Beberapa public figure bahkan kini seperti ‘mengawinkan’ kedua media ini, podcast dan YouTube. Tidak sedikit yang kemudian membuat konten podcast pada kanal YouTube yang dimilikinya guna memberikan alternatif lain dari konten podcast yang sudah ada. Tentu saja, dalam hal ini, kreator juga menawarkan sedikit aspek visual yang tidak dapat diberikan oleh media seperti Spotify. Ini memberikan sedikit keuntungan untuk segmen pasar yang masih memerlukan dukungan visual dalam menikmati podcast.
Namun demikian pada akhirnya segmen pasar kedua jenis podcast ini nyatanya tidak terlalu menimbulkan masalah. Masyarakat akan memilih konten dan jenis podcast mana yang ingin dikonsumsinya. Setiap kanal memiliki segmen pasar yang spesifik, sehingga tidak bersinggungan dan mengganggu satu sama lainnya. Toh hal utama yang disajikan adalah serupa, informasi dalam bentuk audio yang dapat dinikmati kapan saja dan dengan kebebasan pemilihan topik.
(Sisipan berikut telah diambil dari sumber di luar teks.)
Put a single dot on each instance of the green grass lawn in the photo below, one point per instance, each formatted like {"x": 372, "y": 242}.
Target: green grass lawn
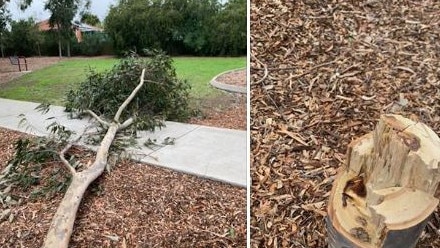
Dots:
{"x": 51, "y": 83}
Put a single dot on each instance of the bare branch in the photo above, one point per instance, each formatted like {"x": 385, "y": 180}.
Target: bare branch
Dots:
{"x": 104, "y": 123}
{"x": 132, "y": 95}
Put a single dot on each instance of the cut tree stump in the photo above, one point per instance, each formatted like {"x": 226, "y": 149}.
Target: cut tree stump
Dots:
{"x": 387, "y": 190}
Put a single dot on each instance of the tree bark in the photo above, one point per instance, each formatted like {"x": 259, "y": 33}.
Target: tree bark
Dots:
{"x": 387, "y": 189}
{"x": 68, "y": 49}
{"x": 61, "y": 227}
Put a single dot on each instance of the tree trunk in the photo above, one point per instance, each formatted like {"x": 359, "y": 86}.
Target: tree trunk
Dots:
{"x": 62, "y": 223}
{"x": 61, "y": 226}
{"x": 387, "y": 190}
{"x": 68, "y": 49}
{"x": 60, "y": 54}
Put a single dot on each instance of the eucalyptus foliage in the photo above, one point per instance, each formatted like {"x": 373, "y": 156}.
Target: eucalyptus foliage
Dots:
{"x": 163, "y": 97}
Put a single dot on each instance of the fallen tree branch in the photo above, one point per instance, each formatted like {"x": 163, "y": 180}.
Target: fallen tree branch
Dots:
{"x": 104, "y": 123}
{"x": 62, "y": 223}
{"x": 129, "y": 98}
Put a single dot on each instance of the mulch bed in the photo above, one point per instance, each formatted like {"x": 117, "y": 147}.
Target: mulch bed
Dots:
{"x": 322, "y": 72}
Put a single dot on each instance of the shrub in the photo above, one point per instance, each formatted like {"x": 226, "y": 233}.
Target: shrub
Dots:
{"x": 163, "y": 96}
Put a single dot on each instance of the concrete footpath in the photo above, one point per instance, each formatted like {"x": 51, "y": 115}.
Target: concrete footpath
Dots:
{"x": 210, "y": 152}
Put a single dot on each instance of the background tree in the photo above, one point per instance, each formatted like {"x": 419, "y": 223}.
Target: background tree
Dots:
{"x": 228, "y": 32}
{"x": 90, "y": 19}
{"x": 23, "y": 38}
{"x": 179, "y": 27}
{"x": 62, "y": 14}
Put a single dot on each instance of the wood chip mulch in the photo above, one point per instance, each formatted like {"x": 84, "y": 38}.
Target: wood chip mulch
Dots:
{"x": 136, "y": 205}
{"x": 322, "y": 72}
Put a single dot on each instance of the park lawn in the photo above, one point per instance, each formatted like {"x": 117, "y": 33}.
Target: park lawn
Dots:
{"x": 50, "y": 84}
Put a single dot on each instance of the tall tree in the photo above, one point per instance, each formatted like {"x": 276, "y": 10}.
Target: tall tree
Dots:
{"x": 5, "y": 17}
{"x": 90, "y": 19}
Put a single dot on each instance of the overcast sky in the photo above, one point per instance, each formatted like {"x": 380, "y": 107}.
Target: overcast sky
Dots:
{"x": 36, "y": 10}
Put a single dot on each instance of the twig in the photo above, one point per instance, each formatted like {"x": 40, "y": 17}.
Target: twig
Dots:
{"x": 264, "y": 88}
{"x": 130, "y": 97}
{"x": 66, "y": 148}
{"x": 64, "y": 160}
{"x": 126, "y": 123}
{"x": 104, "y": 123}
{"x": 266, "y": 72}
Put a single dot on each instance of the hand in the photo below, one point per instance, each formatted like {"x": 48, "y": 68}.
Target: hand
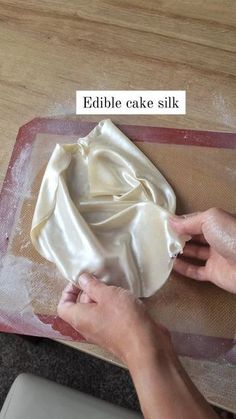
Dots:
{"x": 110, "y": 317}
{"x": 114, "y": 319}
{"x": 213, "y": 242}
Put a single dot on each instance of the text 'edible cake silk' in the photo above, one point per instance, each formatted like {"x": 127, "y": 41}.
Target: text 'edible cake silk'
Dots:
{"x": 103, "y": 208}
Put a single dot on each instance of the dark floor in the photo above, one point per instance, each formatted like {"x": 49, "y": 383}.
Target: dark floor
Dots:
{"x": 67, "y": 366}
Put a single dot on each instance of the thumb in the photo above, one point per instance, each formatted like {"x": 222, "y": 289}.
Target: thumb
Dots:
{"x": 92, "y": 286}
{"x": 187, "y": 224}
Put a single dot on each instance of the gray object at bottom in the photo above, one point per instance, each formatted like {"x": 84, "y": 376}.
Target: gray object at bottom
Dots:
{"x": 32, "y": 397}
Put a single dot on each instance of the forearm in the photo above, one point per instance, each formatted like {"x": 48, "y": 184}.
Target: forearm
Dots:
{"x": 164, "y": 389}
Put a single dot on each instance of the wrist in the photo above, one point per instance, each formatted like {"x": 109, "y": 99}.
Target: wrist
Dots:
{"x": 148, "y": 345}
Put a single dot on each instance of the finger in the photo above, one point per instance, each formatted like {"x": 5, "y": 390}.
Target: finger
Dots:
{"x": 189, "y": 270}
{"x": 70, "y": 293}
{"x": 199, "y": 238}
{"x": 187, "y": 224}
{"x": 84, "y": 298}
{"x": 197, "y": 252}
{"x": 76, "y": 314}
{"x": 92, "y": 286}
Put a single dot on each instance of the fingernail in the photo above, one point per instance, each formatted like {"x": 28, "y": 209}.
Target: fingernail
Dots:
{"x": 84, "y": 279}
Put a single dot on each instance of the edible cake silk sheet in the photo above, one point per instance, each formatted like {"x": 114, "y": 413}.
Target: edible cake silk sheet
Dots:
{"x": 103, "y": 207}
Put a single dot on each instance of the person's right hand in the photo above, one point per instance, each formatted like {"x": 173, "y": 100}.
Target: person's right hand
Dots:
{"x": 213, "y": 242}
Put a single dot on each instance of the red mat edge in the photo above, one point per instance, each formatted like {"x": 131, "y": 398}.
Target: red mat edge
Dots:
{"x": 27, "y": 133}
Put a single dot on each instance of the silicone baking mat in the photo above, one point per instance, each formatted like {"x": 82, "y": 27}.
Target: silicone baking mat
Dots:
{"x": 199, "y": 165}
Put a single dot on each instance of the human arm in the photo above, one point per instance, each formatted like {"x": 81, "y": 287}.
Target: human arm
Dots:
{"x": 213, "y": 243}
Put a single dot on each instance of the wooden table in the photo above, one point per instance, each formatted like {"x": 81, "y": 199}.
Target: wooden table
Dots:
{"x": 48, "y": 49}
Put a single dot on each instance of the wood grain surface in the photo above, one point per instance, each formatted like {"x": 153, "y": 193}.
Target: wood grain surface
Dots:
{"x": 50, "y": 48}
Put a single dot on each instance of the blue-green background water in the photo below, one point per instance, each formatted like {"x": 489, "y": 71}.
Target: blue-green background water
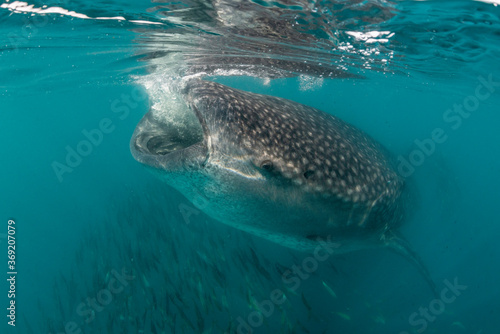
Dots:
{"x": 64, "y": 75}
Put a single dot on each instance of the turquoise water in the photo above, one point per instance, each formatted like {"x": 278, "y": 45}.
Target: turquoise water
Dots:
{"x": 401, "y": 70}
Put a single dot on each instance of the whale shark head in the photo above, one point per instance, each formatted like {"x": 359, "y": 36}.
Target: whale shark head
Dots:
{"x": 270, "y": 166}
{"x": 277, "y": 169}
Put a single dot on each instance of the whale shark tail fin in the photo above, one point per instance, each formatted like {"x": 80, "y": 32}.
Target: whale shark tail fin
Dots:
{"x": 398, "y": 244}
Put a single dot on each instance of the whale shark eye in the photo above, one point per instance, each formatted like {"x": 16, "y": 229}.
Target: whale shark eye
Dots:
{"x": 266, "y": 164}
{"x": 308, "y": 174}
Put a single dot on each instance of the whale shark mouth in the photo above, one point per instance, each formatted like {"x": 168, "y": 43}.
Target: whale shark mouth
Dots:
{"x": 161, "y": 139}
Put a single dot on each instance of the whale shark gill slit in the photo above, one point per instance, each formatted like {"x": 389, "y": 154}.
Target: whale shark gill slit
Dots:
{"x": 277, "y": 169}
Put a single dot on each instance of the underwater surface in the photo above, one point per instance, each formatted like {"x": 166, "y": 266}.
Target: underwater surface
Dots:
{"x": 102, "y": 245}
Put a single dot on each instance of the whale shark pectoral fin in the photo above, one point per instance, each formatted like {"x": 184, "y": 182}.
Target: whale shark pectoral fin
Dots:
{"x": 399, "y": 245}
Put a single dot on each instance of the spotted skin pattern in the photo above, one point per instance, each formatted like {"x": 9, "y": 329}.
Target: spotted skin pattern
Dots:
{"x": 314, "y": 150}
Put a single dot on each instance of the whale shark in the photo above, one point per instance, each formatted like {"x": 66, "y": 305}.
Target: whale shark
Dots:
{"x": 278, "y": 169}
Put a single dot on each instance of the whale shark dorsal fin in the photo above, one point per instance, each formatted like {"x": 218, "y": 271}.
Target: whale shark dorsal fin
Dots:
{"x": 398, "y": 244}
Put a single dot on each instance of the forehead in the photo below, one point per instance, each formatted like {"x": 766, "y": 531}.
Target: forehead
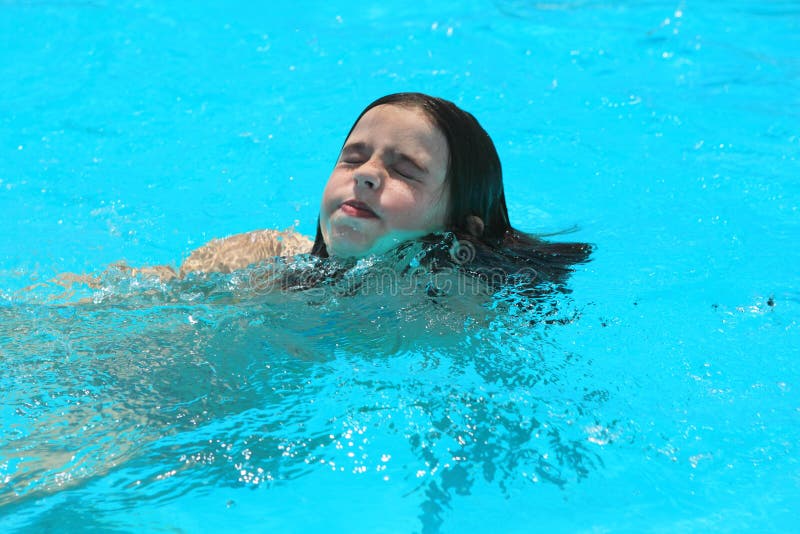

Mengetahui apa itu podcast mungkin tidak dirasakan terlalu penting. Namun sudah selayaknya sebagai masyarakat yang hidup pada generasi serba teknologi ini Anda tidak buta mengenai konten atau informasi yang Anda nikmati. Sifat kritis tetap diperlukan sehingga dapat menyaring beragam informasi yang diberikan kreator dan mendapatkan manfaat sebanyak-banyaknya dari podcast yang didengarkan. Jangan sampai karena kebebasan pemilihan topik justru menjadikan pengetahuan terbatas dan tidak memiliki asupan informasi yang lengkap.